American Drama by Jacqueline Foertsch

American Drama by Jacqueline Foertsch

Author:Jacqueline Foertsch
Language: eng
Format: epub
Publisher: Macmillan Education UK


Drama in Dialogue: Death of a Salesman and A Raisin in the Sun

The conversation between these two classic mid-century works is dynamic and wide ranging. Despite their similar experimental features (i.e., time-bending forays into the past), both are clearly in the realist vein established by Ibsen, Chekhov, and their turn-of-the-twentieth-century brethren in this canon. Criticizing Raisin’s somewhat outdated, “naturalist” set—“as murky and crowded and gadgety as the slum apartment it represents” (“On the Horizon,” 528)—Gerald Weales even likened it to director David Belasco’s wallpaper-and-all reconstruction of the rundown boarding house in Eugene Walter’s The Easiest Way. Both Hansberry’s and Miller’s plays echo Chekhov’s Cherry Orchard theme (with or without the comic undertones) of the beleaguered extended family facing the prospect of group demise at the hands of a society no longer willing to include them and their worldview.

If the traditional melodramatic storyline concluded with the felicitous approach to the altar of a virtuous young woman and a wealthy suitor, whose marriage financially rescues all penurious family members attached to the lucky bride, we can credit Ibsen as one of the innovators who opened his story with that fairytale wedding, then followed the happy couple over the threshold to mark how long the festivities would last.
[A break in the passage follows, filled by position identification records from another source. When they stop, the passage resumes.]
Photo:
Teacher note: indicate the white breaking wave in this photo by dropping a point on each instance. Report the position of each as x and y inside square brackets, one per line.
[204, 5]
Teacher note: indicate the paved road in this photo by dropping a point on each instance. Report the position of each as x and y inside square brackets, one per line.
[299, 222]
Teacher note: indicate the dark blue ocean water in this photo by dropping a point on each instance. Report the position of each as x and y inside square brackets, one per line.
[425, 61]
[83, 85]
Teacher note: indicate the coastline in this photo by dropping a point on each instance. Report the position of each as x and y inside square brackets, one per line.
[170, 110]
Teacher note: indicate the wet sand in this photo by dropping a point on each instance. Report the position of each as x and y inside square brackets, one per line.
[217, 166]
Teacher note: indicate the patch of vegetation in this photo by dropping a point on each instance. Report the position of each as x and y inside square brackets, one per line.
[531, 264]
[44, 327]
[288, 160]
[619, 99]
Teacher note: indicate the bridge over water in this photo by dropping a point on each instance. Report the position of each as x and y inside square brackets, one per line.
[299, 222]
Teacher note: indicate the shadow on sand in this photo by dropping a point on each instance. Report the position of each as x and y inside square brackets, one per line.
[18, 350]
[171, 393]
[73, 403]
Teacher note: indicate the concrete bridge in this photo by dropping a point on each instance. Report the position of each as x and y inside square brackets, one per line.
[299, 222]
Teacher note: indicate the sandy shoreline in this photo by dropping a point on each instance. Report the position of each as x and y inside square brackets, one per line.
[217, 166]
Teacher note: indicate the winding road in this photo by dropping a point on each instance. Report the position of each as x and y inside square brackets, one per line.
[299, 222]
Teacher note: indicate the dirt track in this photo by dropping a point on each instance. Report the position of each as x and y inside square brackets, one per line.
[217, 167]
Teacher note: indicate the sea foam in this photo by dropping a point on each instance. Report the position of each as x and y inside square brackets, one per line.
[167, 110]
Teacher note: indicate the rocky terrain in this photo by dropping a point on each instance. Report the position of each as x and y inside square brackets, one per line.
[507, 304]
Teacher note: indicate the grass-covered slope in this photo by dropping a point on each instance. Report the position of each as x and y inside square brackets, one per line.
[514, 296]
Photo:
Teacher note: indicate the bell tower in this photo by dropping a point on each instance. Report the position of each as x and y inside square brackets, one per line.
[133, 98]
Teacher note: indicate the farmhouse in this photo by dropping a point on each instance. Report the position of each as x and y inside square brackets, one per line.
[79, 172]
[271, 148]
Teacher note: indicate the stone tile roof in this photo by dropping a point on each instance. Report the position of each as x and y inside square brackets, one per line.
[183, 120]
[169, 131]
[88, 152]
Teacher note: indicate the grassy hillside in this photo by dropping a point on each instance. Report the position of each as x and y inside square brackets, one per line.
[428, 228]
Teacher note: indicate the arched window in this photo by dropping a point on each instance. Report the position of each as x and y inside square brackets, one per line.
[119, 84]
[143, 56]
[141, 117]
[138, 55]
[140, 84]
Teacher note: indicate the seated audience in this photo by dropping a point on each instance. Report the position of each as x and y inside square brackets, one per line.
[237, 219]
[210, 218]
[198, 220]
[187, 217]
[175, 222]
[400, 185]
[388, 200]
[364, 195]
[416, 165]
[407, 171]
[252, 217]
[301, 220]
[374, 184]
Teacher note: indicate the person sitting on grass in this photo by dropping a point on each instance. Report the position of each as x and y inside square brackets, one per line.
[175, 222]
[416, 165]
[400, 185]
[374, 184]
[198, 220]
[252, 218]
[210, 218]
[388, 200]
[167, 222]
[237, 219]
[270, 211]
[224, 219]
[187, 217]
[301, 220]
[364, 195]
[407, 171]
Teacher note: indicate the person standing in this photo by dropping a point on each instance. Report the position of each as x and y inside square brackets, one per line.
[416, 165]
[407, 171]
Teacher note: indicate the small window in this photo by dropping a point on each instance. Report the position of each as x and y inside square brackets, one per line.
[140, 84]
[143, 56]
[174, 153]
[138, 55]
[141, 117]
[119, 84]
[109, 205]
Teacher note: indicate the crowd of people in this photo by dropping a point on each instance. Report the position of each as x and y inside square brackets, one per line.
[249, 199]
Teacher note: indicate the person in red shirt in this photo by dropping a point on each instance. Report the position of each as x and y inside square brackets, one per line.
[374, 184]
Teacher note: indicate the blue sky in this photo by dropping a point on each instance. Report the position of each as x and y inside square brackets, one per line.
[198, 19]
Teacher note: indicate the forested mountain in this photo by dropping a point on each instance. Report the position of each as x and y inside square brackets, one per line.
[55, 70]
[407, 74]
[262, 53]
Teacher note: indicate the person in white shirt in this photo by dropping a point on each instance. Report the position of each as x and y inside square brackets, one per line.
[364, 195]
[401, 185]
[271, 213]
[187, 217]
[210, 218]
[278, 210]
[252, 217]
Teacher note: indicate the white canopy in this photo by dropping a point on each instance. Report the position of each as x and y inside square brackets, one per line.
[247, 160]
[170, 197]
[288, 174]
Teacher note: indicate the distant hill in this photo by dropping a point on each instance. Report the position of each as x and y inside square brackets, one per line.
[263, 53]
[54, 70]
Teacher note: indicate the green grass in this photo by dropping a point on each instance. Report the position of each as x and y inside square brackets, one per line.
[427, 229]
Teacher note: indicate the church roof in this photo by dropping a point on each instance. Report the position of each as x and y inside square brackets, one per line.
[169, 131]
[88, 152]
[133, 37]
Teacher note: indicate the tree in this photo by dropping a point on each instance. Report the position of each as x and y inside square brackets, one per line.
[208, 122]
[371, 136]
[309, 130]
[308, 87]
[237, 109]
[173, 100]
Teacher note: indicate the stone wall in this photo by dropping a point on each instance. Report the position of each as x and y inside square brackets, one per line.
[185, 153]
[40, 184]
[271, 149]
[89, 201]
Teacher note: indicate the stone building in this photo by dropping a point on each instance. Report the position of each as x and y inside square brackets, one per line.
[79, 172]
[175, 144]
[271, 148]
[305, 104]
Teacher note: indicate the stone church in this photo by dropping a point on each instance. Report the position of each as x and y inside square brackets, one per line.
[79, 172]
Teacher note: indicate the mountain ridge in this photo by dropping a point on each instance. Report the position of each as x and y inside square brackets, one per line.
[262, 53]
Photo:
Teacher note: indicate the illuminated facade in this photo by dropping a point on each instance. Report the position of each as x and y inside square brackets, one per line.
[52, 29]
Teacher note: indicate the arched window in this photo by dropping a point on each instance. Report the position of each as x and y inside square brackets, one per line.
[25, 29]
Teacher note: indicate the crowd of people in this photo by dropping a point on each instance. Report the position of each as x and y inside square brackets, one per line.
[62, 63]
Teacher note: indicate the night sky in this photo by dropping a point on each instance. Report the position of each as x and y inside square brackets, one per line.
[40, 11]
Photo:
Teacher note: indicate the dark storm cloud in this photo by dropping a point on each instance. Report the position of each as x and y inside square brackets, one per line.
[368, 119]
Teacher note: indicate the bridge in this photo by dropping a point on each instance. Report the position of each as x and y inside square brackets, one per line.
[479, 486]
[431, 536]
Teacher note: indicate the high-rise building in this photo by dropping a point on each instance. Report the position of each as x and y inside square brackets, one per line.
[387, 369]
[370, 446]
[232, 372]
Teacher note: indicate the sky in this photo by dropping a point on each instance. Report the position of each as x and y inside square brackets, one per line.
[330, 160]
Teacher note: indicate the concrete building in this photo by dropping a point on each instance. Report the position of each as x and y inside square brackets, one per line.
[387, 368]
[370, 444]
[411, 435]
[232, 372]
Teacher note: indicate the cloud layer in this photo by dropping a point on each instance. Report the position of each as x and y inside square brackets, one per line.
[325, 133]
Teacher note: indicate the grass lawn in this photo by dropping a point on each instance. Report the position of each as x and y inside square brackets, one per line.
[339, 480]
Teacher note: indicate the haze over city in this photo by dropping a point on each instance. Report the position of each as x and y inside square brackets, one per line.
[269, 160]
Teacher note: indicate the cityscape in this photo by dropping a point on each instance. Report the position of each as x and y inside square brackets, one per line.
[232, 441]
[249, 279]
In this tradition, both Miller and Hansberry tell the story of families fallen from connubial grace—the marriages are quarrelsome; the children grown, underemployed, and thus trapped in their parents’ household; the elders unwanted or at odds with the younger generation. Perhaps the most modern aspect of both these works is the profound ironizing of a classic melodramatic element—the boon windfall that arrives in the form of a recovered deed, a well-timed inheritance, or, as above, a marriageable millionaire. In both Miller’s and Hansberry’s plays, the money arrives, but at what cost? How is it to be spent, and is it ever enough? We recall that in A Doll’s House, the marriage of Nora and Torvald foundered on the shoals of financial insolvency, and a key theme engaging modern dramatists since then has regarded the damage done to all the hallmark romantic virtues—love, honor, fidelity, and so on—when the bank account runs dry. Salesman and Raisin provide their protagonists with the windfall that might have rescued Nora in an earlier era but that now bleakly equals an entire life of undercompensated sacrifice and causes its beneficiaries no end of interpersonal conflict and ethical uncertainty.

Many commentators on A Raisin in the Sun—including Hansberry herself—have noted the resemblance between Hansberry’s Civil Rights–era play and Miller’s postwar forerunner; she echoed Miller’s “Tragedy and the Common Man,” when she asserted that “the most ordinary human being … has within him elements of profundity, of profound anguish. You don’t have to go to the kings and queens of the earth—I think the Greeks and Elizabethans did this because it was a logical concept—but every human being is in enormous conflict about something” (qtd. in Carter, 26). Christopher Bigsby referred to Hansberry’s protagonist Walter Lee Younger as a “black Willy Loman, self-deceiving and self-destructive” (qtd.